I was wondering what the best way to get a list of all the items in the game. I’m not just looking for their IDs as I am aware of the API endpoint of items with no IDs passed in. In unfortunately only gives a list of IDs and not the in game name. I was hoping to make an input field auto-complete for items and I wanted to be able to get an active list of items. So, I figured I have two options: Either send 2 requests to the API server each item each time I load up my site (one to get IDs and one to get names for each ID), or I just have to update my site every now and then and hard-code in the names of all the items in the game (will likely make some script to do this that will use method 1). Are their any other options? Which option is better?

Thanks for your suggestions,

PinkNinjaMan

Lawton Campbell.8517:

My recommendation is to do a nightly scrape of /v2/items and store the contents in a local database, then query that to do text completion. The most efficient way (e.g., fewest requests) is to use ?page=X&page_size=200. New items are added to the endpoint as they’re discovered by players (which, in practice usually means daily), and item names are subject to change during patches.

There may be a third-party API that provides an auto-complete backend; someone else will have to chime in on that though.

DarkMagister.7429:

First, don’t forget to use API V2, or you will have to request each item separately.

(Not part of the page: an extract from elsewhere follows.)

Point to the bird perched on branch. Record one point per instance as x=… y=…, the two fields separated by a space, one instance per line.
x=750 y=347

Does it not have a limit of 200 ids for a single request anyway ? I mean is paging needed here at all?

I would use the following to make a local copy:
1. Download a full list of items available
2. In cycle create lists of 200 ids and request API with each such list.

smiley.1438:

Well, paging is convenient for the people who use their fingers to count, others can do it without… (j/k)

like so:

// put all the IDs into chunks...
$ids = array_chunk($ids, 200);

// ...now loop through the chunks
foreach($ids as $chunk){
	// ...and create the request for each chunk and language
	foreach($api_languages as $lang){
		$urls[] = $api_base.'?'.http_build_query(['lang' => $lang, 'ids' => implode(',', $chunk)]);
	}
}

Ok, php is unfair advantage :P

Eearslya.6309:

The way I’ve done it recently is to fetch the first page of 200 and discard everything but the header, and use the X-Page-Total header to determine the page count. The way I see it, it’s not that different from requesting the base endpoint first and chunking up the array into blocks, in terms of API access. (Plus it’s simpler for C.)